When I was at the Emerging Technology conference back in April, one of the sessions that got me all hot and bothered was Maciej Ceglowski's presentation on semantic mapping. Specifically the Contextual Network Graph system which he described and released into the public domain. The CNG system is able to handle a keyword search and bring up documents that are similar even though they don't contain the keyword. One example Maciej gave was that you could do a search on 'photosynthesis' and have documents returned that contained only the phrase 'plants get their energy from sunlight.' It is able to do this by noting which words might be shared between documents that contain the keyword and documents that don't, and their relative importance.
I could see many uses for a generalized version of this system, including using it in my day job for doing searches in the chemistry space. Unfortunately Maciej didn't release any code for the CNG at the time, and the code he did release (for a patented system called LSI) was written in C++ and I got over C++ a long time ago. So I had been meaning to implement CNG in Java ever since but just didn't get around to it.
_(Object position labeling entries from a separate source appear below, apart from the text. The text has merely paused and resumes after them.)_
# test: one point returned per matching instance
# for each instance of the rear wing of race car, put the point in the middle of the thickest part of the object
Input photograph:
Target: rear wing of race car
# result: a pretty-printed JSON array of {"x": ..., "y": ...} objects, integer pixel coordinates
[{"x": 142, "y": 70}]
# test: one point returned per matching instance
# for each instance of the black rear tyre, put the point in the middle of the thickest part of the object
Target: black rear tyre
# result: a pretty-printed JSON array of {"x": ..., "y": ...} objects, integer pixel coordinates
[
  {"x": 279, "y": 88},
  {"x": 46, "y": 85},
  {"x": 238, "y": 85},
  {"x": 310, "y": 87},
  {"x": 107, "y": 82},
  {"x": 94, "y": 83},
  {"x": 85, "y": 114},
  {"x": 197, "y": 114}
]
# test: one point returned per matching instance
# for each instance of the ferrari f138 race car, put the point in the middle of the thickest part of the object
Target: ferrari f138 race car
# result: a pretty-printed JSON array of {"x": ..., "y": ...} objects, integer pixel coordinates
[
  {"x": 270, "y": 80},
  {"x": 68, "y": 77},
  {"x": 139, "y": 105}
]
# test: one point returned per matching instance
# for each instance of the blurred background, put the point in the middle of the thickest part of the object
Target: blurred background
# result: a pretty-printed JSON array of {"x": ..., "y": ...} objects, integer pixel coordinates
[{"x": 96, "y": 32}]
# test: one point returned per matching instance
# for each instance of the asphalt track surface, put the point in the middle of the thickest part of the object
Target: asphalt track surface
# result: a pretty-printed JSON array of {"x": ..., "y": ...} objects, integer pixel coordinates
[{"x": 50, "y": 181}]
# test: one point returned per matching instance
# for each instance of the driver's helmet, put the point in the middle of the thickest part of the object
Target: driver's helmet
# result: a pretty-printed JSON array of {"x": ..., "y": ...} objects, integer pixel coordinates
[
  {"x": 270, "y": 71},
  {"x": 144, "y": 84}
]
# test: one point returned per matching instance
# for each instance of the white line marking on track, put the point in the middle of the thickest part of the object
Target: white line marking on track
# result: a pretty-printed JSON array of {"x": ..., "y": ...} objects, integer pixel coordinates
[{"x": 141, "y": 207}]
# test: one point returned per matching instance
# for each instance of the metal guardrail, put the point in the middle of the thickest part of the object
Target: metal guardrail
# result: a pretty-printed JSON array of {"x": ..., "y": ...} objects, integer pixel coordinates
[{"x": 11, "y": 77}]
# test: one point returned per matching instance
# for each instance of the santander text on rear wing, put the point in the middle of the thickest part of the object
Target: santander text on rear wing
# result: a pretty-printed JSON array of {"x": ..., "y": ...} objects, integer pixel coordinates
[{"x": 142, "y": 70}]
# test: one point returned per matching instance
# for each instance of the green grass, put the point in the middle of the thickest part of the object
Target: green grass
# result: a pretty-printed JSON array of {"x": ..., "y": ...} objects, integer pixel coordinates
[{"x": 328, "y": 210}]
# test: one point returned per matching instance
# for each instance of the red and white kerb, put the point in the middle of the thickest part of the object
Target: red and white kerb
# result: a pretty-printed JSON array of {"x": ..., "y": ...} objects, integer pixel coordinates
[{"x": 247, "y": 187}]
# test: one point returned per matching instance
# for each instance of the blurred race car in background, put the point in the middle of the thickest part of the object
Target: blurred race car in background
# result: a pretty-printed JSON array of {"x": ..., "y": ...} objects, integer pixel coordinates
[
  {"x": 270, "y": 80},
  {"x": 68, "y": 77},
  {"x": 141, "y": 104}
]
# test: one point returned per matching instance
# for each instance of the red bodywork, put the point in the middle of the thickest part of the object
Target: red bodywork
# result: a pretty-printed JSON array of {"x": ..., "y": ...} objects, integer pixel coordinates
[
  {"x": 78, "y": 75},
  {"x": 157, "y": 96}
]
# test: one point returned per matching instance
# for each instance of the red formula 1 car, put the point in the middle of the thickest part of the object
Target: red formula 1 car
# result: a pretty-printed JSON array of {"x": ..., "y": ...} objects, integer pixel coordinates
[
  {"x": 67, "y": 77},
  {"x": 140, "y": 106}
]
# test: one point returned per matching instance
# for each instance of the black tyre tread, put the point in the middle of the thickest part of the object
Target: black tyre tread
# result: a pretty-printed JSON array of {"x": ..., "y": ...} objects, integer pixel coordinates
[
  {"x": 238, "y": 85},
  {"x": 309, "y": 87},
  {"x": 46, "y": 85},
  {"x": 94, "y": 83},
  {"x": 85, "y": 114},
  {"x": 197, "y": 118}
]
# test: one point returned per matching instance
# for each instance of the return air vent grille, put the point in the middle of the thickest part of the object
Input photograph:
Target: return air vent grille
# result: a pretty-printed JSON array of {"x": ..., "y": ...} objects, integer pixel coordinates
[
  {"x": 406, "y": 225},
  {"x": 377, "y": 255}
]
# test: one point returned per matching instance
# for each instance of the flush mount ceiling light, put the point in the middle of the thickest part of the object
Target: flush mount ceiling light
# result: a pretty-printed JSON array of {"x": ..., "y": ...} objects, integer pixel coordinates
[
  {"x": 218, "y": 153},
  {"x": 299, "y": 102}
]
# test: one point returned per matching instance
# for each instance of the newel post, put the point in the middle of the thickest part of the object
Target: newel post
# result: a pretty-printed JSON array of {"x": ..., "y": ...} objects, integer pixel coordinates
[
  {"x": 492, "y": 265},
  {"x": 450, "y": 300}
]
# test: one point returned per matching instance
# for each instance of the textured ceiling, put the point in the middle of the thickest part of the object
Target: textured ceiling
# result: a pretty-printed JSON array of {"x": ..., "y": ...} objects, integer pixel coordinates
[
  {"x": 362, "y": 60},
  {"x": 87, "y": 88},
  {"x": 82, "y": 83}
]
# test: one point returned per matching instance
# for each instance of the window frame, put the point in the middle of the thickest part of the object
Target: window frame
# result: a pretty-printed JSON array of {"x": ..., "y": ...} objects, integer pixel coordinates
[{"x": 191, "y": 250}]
Last night I discovered that Anselm, my collegue in the Headmap Collective, has been working with CNG for a couple of weeks now and just completed a working alpha level implementation in C# (he also has a detailed explanation of CNG at that previous link). Since C# is based on Java, it was trivial to port it, so it is now available in the headmap cvs tree.
After porting it over I wanted to be able to pull in some external documents to play around with it. I wrote a quick system that reads an export file from a Moveable Type blog, stores it as a CNG where each blog posting is a separate document, and then lets you interactively specify a post and get back a list of the other posts sorted by similarity.
If you want to play around with it yourself, you can download the headmap-cng.jar jar file and an export file (obtain that from your MT blog menu), then run the utility from the command line like this:
java -classpath headmap-cng.jar org.headmap.cng.util.SemanticMT myblog.txt
You'll need Java 1.4 installed on your system.
It's not very useful yet; the algorithm needs to be tweaked and a better utility needs to be written. But it has some promise and interesting applications. Download the source code (headmap-cng-src.zip) and explore it!